Ripple Has USD 305 Million in Cash and Makes '30 Deals a Quarter'
The CEO of Ripple, a California-based blockchain startup focusing on payment technologies, Brad Garlinghouse, had three interesting statements to share in a recent interview: the amount of cash Ripple has in the bank, the number of deals it makes a quarter, and the CEO’s opinion on Facebook’s Libra. (The article was updated on November 9: Ripple says it makes 30 deals a quarter, not a week, as initially reported by The Information).
At the annual subscriber summit, held by The Information in California past Thursday, the outspoken CEO sat down for a chat with the hosting news site.

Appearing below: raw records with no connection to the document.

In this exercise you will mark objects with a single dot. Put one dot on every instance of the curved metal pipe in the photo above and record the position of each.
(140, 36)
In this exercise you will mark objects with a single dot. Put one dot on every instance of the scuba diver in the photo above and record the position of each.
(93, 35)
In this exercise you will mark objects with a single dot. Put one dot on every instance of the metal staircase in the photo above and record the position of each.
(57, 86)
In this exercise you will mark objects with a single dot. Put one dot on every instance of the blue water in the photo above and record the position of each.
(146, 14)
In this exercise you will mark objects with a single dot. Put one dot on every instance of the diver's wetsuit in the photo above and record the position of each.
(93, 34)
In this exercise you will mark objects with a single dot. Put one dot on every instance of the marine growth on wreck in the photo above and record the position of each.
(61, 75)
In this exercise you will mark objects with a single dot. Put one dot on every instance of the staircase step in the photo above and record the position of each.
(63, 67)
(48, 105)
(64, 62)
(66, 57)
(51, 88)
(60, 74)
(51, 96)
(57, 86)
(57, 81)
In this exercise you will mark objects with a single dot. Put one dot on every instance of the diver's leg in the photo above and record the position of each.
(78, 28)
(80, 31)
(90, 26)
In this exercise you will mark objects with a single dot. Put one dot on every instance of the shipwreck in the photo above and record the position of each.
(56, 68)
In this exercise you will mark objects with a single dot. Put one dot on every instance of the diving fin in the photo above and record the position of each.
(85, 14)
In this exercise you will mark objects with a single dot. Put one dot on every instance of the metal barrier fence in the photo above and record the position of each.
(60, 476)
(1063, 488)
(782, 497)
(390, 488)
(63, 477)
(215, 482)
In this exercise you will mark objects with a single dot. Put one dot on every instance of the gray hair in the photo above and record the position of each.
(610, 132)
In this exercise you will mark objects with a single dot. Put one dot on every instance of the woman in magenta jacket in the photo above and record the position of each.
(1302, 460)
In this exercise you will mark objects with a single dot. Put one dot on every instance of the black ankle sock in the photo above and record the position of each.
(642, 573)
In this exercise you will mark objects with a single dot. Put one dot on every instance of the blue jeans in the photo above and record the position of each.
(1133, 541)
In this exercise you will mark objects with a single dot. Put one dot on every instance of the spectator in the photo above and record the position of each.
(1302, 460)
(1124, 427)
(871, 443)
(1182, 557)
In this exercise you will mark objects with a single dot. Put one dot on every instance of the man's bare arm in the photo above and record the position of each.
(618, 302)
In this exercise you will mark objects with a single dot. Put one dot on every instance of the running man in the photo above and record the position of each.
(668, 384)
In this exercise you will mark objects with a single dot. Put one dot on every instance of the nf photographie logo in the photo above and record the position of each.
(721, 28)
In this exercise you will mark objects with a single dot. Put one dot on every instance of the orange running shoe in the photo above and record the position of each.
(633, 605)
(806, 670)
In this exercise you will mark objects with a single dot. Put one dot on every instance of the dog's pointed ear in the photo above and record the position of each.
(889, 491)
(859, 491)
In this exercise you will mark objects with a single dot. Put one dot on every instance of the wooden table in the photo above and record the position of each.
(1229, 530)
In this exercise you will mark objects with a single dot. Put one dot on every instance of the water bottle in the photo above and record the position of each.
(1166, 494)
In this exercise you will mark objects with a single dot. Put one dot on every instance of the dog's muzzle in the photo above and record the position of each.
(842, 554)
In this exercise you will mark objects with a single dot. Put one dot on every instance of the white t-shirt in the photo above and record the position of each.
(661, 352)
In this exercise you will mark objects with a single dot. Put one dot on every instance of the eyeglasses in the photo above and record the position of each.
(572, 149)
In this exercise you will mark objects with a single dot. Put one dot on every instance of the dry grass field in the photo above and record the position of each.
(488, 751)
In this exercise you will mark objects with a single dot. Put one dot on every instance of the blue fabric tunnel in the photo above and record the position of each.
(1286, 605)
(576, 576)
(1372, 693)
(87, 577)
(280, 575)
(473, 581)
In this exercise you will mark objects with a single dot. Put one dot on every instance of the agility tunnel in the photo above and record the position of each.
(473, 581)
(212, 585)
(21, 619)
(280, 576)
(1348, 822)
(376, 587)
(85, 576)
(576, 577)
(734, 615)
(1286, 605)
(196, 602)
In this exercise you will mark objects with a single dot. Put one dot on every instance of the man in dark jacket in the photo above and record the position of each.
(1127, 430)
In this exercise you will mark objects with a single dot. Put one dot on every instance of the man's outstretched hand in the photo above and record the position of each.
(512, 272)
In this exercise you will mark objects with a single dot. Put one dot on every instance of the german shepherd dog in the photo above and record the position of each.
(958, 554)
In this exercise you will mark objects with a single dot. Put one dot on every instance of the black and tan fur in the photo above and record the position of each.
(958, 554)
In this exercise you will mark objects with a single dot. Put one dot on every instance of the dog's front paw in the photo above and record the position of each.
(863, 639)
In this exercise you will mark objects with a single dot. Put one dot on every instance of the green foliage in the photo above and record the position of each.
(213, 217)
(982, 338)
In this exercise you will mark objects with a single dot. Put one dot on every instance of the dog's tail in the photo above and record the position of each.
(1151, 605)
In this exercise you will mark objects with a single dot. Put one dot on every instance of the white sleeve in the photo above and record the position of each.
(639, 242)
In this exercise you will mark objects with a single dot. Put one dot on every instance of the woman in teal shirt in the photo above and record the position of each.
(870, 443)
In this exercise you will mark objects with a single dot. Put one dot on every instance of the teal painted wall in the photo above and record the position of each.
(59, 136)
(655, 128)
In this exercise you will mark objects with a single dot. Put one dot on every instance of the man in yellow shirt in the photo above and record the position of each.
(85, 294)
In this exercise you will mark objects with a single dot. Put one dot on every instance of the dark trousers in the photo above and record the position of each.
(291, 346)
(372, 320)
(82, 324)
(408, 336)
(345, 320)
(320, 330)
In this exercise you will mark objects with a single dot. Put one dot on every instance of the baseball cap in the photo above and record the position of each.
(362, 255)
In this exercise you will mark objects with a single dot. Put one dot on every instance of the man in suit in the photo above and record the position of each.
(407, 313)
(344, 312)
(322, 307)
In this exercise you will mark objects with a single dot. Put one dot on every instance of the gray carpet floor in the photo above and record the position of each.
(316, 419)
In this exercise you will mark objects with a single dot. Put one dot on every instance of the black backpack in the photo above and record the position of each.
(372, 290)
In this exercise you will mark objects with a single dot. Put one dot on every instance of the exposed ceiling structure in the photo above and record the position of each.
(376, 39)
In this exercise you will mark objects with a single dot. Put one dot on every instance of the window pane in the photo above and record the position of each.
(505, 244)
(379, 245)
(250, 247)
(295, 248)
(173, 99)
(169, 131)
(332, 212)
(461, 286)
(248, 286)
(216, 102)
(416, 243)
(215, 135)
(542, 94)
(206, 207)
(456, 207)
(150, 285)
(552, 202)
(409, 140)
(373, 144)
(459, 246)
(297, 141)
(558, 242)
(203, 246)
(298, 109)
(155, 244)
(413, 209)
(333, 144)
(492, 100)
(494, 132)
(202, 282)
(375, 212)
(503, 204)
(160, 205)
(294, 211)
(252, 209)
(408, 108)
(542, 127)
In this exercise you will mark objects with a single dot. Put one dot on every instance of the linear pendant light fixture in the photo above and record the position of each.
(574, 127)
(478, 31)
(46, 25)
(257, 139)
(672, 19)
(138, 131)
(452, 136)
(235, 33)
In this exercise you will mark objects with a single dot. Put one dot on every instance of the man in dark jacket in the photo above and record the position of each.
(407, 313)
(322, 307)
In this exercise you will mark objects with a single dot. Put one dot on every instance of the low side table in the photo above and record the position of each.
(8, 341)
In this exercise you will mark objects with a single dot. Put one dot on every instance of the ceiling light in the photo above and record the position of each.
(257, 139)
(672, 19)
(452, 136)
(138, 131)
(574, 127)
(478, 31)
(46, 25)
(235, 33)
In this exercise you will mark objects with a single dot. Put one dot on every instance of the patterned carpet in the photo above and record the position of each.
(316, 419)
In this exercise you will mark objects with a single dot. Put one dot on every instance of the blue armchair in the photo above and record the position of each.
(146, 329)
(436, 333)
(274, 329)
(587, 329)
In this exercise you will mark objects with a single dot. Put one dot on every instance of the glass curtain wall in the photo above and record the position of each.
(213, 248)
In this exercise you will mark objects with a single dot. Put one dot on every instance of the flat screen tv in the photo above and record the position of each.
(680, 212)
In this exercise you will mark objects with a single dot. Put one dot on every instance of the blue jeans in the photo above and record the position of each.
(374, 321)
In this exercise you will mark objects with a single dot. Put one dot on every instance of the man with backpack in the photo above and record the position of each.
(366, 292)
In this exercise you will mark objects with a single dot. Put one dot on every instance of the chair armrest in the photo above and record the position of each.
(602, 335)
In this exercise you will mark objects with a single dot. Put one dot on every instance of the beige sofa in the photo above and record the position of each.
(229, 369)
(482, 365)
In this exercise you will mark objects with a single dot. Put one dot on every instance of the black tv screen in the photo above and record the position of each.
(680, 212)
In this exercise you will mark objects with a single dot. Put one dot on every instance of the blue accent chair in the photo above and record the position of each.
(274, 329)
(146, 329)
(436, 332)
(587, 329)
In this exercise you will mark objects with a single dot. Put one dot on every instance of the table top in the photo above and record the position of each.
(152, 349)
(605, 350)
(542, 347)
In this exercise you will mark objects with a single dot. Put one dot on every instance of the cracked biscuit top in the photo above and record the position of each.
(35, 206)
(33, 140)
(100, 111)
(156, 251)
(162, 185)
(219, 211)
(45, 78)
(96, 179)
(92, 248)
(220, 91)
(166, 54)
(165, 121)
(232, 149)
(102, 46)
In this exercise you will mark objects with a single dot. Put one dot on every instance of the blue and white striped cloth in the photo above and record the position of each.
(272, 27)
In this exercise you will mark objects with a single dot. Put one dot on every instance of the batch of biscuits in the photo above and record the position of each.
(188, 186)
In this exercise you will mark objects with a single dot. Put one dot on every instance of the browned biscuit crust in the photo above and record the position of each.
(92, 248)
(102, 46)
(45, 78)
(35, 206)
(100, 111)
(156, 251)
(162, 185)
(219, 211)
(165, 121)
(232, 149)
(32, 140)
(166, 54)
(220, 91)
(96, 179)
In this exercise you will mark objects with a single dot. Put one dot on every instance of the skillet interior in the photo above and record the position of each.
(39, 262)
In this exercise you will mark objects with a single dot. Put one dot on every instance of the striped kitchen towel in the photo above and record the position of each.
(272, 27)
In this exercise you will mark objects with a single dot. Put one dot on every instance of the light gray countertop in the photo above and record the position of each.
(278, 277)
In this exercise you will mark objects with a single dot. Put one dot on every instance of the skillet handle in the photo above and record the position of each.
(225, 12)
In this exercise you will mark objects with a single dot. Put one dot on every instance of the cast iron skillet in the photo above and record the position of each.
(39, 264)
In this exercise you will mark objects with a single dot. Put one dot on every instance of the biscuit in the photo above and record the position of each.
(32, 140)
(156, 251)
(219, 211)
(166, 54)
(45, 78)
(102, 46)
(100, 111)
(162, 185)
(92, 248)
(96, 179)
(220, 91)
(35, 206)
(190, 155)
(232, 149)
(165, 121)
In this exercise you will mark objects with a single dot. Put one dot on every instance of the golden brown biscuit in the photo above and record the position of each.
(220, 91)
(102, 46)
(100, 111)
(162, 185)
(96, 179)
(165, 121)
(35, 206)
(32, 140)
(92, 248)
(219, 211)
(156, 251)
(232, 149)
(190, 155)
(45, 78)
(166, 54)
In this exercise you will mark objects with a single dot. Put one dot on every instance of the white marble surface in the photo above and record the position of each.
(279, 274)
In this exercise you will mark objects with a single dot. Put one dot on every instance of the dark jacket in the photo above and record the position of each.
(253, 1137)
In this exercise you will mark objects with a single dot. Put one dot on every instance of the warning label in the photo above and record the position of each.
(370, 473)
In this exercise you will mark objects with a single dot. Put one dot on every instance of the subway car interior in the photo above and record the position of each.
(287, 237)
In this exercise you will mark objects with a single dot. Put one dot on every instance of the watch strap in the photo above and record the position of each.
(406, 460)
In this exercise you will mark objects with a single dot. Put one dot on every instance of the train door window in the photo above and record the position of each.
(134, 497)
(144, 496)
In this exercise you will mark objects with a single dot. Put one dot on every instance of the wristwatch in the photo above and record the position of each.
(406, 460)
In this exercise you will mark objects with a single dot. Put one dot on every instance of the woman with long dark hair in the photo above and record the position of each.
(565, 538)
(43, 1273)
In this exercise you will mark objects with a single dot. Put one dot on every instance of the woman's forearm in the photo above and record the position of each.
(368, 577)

The interview resulted in an article in which three particularly interesting statements were highlighted.
1. “Ripple has more than USD 305 million in cash in the bank.”
According to the CEO, this is the amount of cash owned by the startup, which, as he explained, is equivalent to its most recent valuation. He added that Ripple doesn’t need to raise capital, but also made clear a bit later that “profitability matters.”
Besides fiat, Garlinghouse said that the company owns some USD 15 billion worth of its native token XRP.
The CEO said before that Ripple is the largest owner in the XRP community, but denied the ability to control the price. However, in September, he confirmed that the company is selling XRP to some of their institutional clients at a discount.
2. “Ripple […] is striking more than 30 deals a quarter with financial institution.”
This statement is quite curious and many would certainly love knowing more details about these deals – what kind of deals these are and with whom. We’ve asked Ripple for a comment and we’ll update the article should we get an answer to these questions.
Just two months ago, Garlinghouse stated that the startup is in talks over "multiple" potential investments and acquisitions, and estimated that some 100 new contracts will be signed this year. It has made one of its biggest deals a few months ago with the U.S.-based major money transfer company MoneyGram, which already started using Ripple's On-demand Liquidity, “to buy a portion of our currency needs in major receive markets.”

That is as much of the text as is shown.